Take Grok-2, for instance. In July 2024, the chatbot misled users about ballot deadlines in several U.S. states, just days after President Joe Biden dropped his re-election bid against former President Donald Trump. A year earlier, a U.S. lawyer found himself in court for relying on ChatGPT to draft a legal brief—only to discover that the AI tool had invented entire cases, citations and judicial opinions. And now, the academic world has its own cautionary tale.
Recently, a journal paper from the Department of Social Work and Social Administration at the University of Hong Kong was found to contain fabricated citations—sources apparently created by AI. The paper, titled “Forty Years of Fertility Transition in Hong Kong,” analyzed the decline in Hong Kong’s fertility rate over the past four decades. Authored by doctoral student Yiming Bai, along with Yip Siu-fai, Vice Dean of the Faculty of Social Sciences and other university officials, the study identified falling marriage rates as a key driver behind the city’s shrinking birth rate. The authors recommended structural reforms to make Hong Kong’s social and work environment more family-friendly.

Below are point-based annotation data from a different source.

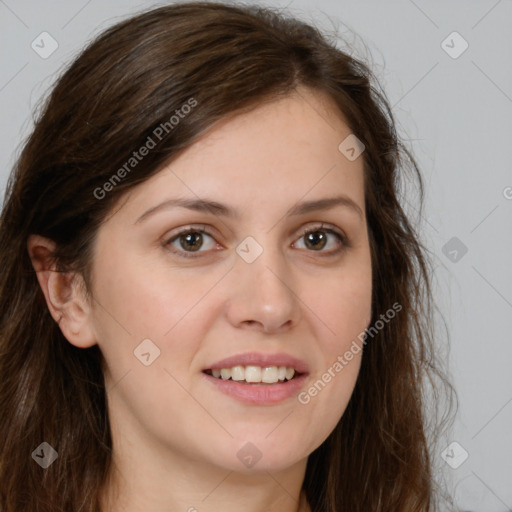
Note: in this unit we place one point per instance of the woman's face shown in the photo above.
(245, 282)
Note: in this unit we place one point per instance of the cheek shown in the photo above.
(341, 303)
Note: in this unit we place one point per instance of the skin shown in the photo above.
(175, 436)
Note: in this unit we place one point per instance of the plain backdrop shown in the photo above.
(447, 70)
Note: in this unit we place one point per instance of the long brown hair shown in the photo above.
(128, 82)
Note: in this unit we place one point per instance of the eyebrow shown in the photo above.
(216, 208)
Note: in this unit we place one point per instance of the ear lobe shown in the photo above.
(64, 293)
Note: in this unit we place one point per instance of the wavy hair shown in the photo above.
(127, 82)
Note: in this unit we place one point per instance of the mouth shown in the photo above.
(254, 375)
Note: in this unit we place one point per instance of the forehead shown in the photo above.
(277, 153)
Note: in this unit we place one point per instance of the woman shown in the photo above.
(211, 295)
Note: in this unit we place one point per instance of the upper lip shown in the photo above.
(260, 359)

But the credibility of the paper came into question when inconsistencies surfaced among its references. Out of 61 cited works, some included DOI (Digital Object Identifier) links that led to dead ends, displaying “DOI Not Found.” Others claimed to originate from academic journals, yet searches yielded no such publications.
Speaking to HK01, Yip acknowledged that his student had used AI tools to organize the citations but failed to verify the accuracy of the generated references. “As the corresponding author, I bear responsibility”, Yip said, apologizing for the damage caused to the University of Hong Kong and the journal’s reputation. He clarified that the paper itself had undergone two rounds of verification and that its content was not fabricated—only the citations had been mishandled.
Yip has since contacted the journal’s editor, who accepted his explanation and agreed to re-upload a corrected version in the coming days. A formal notice addressing the issue will also be released. Yip said he would personally review each citation “piece by piece” to ensure no errors remain.
As for the student involved, Yip described her as a diligent and high-performing researcher who made an honest mistake in her first attempt at using AI for academic assistance. Rather than penalize her, Yip chose a more constructive approach, urging her to take a course on how to use AI tools responsibly in academic research.
Ultimately, in an age where generative AI can produce everything from essays to legal arguments, there are two lessons to take away from this episode. First, AI is a powerful assistant, but only that. The final judgment must always rest with us. No matter how seamless the output seems, cross-checking and verifying information remain essential. Second, as AI becomes integral to academic and professional life, institutions must equip students and employees with the skills to use it responsibly. Training and mentorship are no longer optional; they’re the foundation for using AI to enhance, not undermine, human work.
Because in this age of intelligent machines, staying relevant isn’t about replacing human judgment with AI, it’s about learning how to work alongside it.